York student produces award-winning short film

film camera

Second-year film student Abraham David received four awards for his film My Girl, Skelly.

Abraham David

Awards season officially kicked off for David earlier this year when he received Best Short Film from the Toronto Film Magazine Fest Summer Season Award. Soon after, The Great Canadian Sci-Fi Film Festival recognized My Girl, Skelly in two categories – Best Short in Code Red Block 2021 and Best Canadian Film. On Dec. 1, David received his most recent recognition in the Awards of Commendation category with Canada Shorts Film Festival.

Out of 38 films from around the world featured at the Great Canadian Sci-Fi Film FestivalDavid mentions he is proud to see his work recognized by talented filmmakers and film buffs.

“I wasn’t expecting this when I submitted my film to the festivals,” says David. Reminiscing on the time he received two awards from the same film festival, David mentions, “I was hoping for the best, and my heart sank when I opened the email from the Great Canadian Sci-Fi Film Festival announcing the winners. The films they screened at the festival blew my mind. It was interesting to see my film among many productions that featured great effects, scripting and acting.”

My Girl, Skelly was initially produced for a project as part of David’s first year in the School of the Arts, Media, Performance & Design (AMPD) Film Production program. With a budget of under $400, the film is a testament to the power of creativity.

My Girl, Skelly film poster

The film was inspired by David’s fascination with post-apocalyptic media and sci-fi stories he admired as a child such as Station 11 and Children of Men. My Girl, Skelly is about a post-apocalyptic nuclear winter where a lonely scavenger finds an acquaintance in a human skeleton that reminds him of a loved one. 

David shot the film with a Canon DSLR camera and put his expenses towards props and wardrobe for the film, including gas masks and hazmat suits. He found an idyllically apocalyptic setting on friend’s property in Hornby, Ont., fit with an abandoned farm, a school bus and a frozen river.

“Budget is a lot less of an obstacle than young filmmakers think it is. As long as you are creative and you prioritize story over anything else, you can make something beautiful,” he says.

Scene from the short film

When the pandemic first began, several of David’s film thesis ideas were not possible due to COVID-19 health and safety restrictions.

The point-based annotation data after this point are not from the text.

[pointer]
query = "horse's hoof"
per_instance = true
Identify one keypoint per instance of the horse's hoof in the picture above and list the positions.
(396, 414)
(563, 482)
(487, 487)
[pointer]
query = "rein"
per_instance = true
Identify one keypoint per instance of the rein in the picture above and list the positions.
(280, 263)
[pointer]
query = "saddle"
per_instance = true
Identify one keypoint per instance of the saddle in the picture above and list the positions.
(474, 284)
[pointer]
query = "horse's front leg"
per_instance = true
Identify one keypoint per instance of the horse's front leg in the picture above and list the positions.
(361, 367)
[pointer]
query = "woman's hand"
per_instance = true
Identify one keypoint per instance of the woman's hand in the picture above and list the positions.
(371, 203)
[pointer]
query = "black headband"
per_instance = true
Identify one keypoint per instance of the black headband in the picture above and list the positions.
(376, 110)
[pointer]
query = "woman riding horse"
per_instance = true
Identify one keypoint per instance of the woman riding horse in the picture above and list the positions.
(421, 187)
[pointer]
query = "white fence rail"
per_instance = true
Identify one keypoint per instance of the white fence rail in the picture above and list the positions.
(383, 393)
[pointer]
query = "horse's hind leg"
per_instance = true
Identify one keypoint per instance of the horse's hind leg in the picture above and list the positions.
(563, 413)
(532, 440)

Although My Girl, Skelly was not his first story idea, the pandemic helped create a storyline that led to greater success than he imagined.

David notes classmate and professor critiques as an influencing factor in his success. “I was able to screen the rough cuts in class and get feedback from my peers and Professor Laurence (Green), and if it weren’t for the criticism and advice I received, the film wouldn’t be what it is.”

Wrapping up his first semester as a second-year film student, David recently completed a documentary titled, Till Death Do Us Part, encompassing relationships of three couples and the different stages of love. He is also currently in pre-production for an experimental film titled, A Trip to the Moon, which celebrates the evolution of cinema and film technology. David plans to submit his upcoming work to film festivals in the future.

One piece of advice David has for his peers looking to bring their stories to life is, “a compelling story is at the core of any good film, and the rest is just creative problem solving to serve the vision,” he says. “After all, we are in the business of make-believe.”